The aim of the present research is to assess the impact of factors such as welfare, infrastructure, security, and the environment on inbound tourism as well as to develop its forecast. Six proxy indicators of the above-mentioned factors were selected as variables, namely, welfare (real GDP per capita, life expectancy, consumer price index), infrastructure (passenger transportation volume), security (total recorded crimes), and the environment (CO 2 emissions). We used a time series-univariate ARIMA model to forecast the inbound tourism in the Republic of Uzbekistan, and applied the ARDL model to assess the impact of lagged real GDP per capita on inbound tourism in both the short and long terms.

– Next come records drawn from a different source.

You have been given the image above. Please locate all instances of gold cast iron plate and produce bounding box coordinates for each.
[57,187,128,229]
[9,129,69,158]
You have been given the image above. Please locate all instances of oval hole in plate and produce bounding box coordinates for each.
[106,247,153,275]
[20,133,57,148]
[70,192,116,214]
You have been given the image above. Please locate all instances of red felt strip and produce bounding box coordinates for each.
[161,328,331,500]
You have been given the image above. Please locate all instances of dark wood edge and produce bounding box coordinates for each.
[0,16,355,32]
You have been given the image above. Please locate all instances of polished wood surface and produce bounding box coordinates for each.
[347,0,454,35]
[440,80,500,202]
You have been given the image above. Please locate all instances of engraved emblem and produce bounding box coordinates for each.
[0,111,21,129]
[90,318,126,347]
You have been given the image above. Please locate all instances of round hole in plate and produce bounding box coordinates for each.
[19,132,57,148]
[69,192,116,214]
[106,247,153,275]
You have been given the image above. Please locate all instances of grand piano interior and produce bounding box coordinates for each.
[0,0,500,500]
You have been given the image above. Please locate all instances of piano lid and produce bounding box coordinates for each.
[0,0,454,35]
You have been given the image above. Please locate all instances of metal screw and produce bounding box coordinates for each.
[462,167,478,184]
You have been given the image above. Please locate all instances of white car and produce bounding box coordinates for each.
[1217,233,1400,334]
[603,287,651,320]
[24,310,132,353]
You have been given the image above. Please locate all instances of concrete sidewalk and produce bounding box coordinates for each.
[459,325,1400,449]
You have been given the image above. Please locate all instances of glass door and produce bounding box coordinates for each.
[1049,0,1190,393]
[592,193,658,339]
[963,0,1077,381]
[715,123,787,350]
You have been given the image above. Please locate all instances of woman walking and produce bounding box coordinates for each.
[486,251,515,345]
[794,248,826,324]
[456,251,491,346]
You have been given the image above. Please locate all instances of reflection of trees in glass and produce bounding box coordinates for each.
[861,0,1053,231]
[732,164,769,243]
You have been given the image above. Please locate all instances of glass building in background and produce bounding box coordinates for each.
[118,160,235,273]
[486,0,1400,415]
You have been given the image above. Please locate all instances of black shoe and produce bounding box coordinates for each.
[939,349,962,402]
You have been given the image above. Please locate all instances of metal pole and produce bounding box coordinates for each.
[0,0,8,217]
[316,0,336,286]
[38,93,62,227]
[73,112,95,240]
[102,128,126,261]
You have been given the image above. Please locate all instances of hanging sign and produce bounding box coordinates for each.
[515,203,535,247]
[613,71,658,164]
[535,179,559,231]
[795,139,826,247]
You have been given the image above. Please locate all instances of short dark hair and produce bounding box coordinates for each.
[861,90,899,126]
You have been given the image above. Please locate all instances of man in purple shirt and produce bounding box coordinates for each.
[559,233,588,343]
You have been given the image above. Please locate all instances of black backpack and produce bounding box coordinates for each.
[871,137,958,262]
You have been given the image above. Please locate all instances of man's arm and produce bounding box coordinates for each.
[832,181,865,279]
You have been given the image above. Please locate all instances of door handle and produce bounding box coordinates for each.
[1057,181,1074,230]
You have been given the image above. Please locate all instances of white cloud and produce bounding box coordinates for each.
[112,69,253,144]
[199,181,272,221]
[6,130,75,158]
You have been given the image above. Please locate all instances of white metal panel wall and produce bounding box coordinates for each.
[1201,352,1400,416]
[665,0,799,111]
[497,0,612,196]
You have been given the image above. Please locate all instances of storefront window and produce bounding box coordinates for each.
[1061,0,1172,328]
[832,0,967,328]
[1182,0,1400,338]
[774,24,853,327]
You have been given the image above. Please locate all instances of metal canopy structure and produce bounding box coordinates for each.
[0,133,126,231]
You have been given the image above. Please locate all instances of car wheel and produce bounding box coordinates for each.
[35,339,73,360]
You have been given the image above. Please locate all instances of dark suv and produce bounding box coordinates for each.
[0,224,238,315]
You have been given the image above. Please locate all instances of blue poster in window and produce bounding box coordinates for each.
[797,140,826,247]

The results of our research show that security and welfare significantly affect the inflow of foreign tourists in the country, along with the impact of the COVID-19 pandemic crisis, the effects of which are expected to persist beyond 2026.

Suggested Citation

  • Bahodirhon Safarov & Hisham Mohammad Al-Smadi & Makhina Buzrukova & Bekzot Janzakov & Alexandru Ilieş & Vasile Grama & Dorina Camelia Ilieș & Katalin Csobán Vargáné & Lóránt Dénes Dávid, 2022. "Forecasting the Volume of Tourism Services in Uzbekistan," Sustainability, MDPI, vol. 14(13), pages 1-18, June.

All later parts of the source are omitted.